# Question A4

In this section, we will understand the utility of such a neural network in real world scenarios.

#### Please use the real record data named ‘record.wav’  as a test sample. Preprocess the data using the provided preprocessing script (data_preprocess.ipynb) and prepare the dataset.
Do a model prediction on the sample test dataset and obtain the predicted label using a threshold of 0.5. The model used is the optimized pretrained model using the selected optimal batch size and optimal number of neurons.
Find the most important features on the model prediction for the test sample using SHAP. Plot the local feature importance with a force plot and explain your observations.  (Refer to the documentation and these three useful references:
https://christophm.github.io/interpretable-ml-book/shap.html#examples-5,
https://towardsdatascience.com/deep-learning-model-interpretation-using-shap-a21786e91d16,  
https://medium.com/mlearning-ai/shap-force-plots-for-classification-d30be430e195)

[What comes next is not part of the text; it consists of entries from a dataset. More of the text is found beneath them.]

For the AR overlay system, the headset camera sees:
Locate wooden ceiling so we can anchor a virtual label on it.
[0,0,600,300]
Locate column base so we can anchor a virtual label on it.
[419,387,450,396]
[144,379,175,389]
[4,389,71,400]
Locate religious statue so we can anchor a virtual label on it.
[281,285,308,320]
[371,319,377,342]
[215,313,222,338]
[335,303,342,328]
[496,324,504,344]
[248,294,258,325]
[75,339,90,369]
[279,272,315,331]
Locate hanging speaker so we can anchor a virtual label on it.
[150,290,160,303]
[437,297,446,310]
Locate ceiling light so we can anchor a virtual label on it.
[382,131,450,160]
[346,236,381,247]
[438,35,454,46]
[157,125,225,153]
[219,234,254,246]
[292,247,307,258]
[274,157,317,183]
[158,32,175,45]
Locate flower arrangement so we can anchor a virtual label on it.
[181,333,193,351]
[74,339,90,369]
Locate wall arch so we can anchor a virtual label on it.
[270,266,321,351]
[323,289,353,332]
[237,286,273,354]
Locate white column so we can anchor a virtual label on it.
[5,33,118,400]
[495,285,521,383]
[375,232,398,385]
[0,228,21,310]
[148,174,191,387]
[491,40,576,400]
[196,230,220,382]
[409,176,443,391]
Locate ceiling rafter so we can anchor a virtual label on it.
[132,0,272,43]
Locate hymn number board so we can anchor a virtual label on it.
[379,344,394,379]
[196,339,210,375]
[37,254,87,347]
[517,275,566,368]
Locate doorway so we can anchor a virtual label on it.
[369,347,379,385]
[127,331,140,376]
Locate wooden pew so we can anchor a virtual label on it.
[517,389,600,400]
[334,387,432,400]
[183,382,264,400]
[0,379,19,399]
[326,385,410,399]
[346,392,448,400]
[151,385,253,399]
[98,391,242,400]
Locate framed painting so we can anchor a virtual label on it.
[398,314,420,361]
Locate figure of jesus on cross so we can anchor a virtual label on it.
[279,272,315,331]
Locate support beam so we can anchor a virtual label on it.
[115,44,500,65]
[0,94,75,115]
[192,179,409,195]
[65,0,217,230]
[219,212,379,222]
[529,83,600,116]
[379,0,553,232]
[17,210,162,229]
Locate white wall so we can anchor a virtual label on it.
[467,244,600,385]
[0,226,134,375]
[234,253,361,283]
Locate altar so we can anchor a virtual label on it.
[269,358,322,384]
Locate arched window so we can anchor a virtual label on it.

1. Firstly, we import relevant libraries.

In [1]:
import tqdm
import time
import random
import numpy as np
import pandas as pd
import matplotlib.pyplot as plt

import torch
from torch import nn
from torch.utils.data import Dataset
from torch.utils.data import DataLoader

from scipy.io import wavfile as wav

from sklearn import preprocessing
from sklearn.model_selection import KFold
from sklearn.model_selection import train_test_split
from sklearn.metrics import f1_score, precision_score, recall_score, confusion_matrix
from common_utils import set_seed

# setting seed
set_seed()

To reduce repeated code, place your
network (MLP defined in QA1)
torch datasets (CustomDataset defined in QA1)
loss function (loss_fn defined in QA1)
in a separate file called common_utils.py

Import them into this file. You will not be repenalised for any error in QA1 here as the code in QA1 will not be remarked.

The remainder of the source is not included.